LANCASTER, Wis. — The owners of a new specialty meat store quickly discovered that southwest Wisconsin has a hearty appetite.
The Meat Schoppe recently opened at 109 N. Madison St. in Lancaster and carries enough flavors and cuts in its meat cases to satisfy even the hungriest food connoisseur.
“Ribeyes, filets, your T-bones, porterhouses — those really tender, flavorful cuts of meat have been really popular,” said Kelsi Retallick, general manager and co-owner. “We’ve sold a lot of brats for the weekend. People want to come in and pick up some hamburger patties to throw on the grill at night.”
Retallick comes from a four-generation farm family that raises Angus beef cattle in Glen Haven under the leadership of her parents, Kevin and Keri Retallick.
Their first major venture into the world of food retail carries a steep learning curve, said Keri, who has spent the better part of a year bringing her dream to fruition.
The new business occupies the site of the former Blue Boy Bakery, which closed in April 2020 in the wake of declining sales.
Keri, who also works in Lancaster as executive vice president of the Wisconsin Pork Association, often passed the empty storefront and saw an opportunity.
“I kept seeing this beautiful building sitting empty,” she said.
Producing value-added products, such as brats or marinated steak, to sell to consumers directly is a popular trend within the agricultural sector, according to industry experts.
Farmers have looked to diversify revenue streams in the wake of falling commodity prices and have sought methods to distinguish themselves from their competitors.
Consumers, meanwhile, pay more in exchange for convenience and the satisfaction that they are supporting local producers.
“There are so many times farmers, ranchers raise their cattle up, and then they sell it to the market,” Keri said. “You get your check, and you don’t think about it getting harvested.”
But following the meat downstream — which takes about two years from conception to display case — requires mountains of research.
The Retallicks consider additional costs, ranging from packaging to the four staff they have hired to operate the business.
“You need to know what your price points are,” Keri said.
Of course, they also have to learn how to best fill the needs of their customers, who might not know the difference between beef cuts, Kelsi said.
The family has made it a point to carry locally made products. In addition to their beef from Glen Haven, they source their pork from a Lancaster farm and chicken from Platteville.

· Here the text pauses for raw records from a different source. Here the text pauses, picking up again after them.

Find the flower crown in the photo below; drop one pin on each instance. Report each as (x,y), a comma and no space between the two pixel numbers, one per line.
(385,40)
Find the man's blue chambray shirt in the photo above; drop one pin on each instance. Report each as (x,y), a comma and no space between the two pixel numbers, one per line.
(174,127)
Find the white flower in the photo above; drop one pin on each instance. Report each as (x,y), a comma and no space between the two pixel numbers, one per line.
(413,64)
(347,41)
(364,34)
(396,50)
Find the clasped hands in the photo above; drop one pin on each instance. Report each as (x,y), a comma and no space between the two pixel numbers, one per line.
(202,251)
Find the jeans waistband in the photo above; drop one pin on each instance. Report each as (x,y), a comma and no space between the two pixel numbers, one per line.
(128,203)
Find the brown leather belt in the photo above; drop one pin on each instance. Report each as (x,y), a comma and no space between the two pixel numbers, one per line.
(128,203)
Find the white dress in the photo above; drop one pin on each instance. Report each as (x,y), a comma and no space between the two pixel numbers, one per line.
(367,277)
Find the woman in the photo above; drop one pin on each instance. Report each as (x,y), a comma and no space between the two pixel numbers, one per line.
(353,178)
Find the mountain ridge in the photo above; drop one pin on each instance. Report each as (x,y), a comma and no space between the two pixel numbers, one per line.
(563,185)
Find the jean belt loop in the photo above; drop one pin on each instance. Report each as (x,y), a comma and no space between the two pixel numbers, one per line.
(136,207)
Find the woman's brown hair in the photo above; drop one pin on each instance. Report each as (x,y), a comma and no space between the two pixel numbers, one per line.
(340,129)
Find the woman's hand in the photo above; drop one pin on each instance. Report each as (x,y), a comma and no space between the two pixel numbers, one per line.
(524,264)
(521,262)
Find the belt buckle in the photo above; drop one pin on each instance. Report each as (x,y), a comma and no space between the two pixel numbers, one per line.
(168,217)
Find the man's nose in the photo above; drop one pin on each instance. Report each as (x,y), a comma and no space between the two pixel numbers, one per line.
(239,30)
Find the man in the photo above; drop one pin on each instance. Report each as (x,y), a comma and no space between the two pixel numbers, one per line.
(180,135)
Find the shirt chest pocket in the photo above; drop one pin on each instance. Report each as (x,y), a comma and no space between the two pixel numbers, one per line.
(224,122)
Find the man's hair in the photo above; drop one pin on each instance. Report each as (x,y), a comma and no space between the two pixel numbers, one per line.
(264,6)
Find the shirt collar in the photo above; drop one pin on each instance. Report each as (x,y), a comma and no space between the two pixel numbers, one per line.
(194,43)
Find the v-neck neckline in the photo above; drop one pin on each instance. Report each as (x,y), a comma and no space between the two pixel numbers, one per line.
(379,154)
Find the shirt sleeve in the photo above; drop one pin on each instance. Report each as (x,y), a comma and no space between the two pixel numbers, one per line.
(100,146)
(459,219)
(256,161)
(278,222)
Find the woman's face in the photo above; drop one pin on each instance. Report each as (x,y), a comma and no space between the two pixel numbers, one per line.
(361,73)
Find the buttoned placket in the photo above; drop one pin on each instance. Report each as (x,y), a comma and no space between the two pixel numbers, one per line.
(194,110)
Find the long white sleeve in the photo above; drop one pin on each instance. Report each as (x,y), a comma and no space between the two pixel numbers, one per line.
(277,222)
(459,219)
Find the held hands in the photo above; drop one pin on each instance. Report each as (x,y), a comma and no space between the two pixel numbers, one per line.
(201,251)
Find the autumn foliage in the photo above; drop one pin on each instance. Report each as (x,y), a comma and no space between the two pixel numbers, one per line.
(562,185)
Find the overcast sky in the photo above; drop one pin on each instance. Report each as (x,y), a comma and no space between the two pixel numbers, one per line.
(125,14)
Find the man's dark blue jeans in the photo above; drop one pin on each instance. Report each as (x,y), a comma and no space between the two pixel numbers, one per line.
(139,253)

After the meat is butchered, they cut and season it in house, using flavors to stimulate the senses.
The Meat Schoppe carries other Wisconsin-made products, including cheese, eggs, maple syrup, coffee, pickles, jams and mustard.
Seeing the Lancaster storefront filled again is encouraging, said Heather Bontreger, executive director of Lancaster Area Chamber of Commerce.
“We’re beyond ecstatic,” she said. “More and more, you see other businesses concentrated on local (offerings).”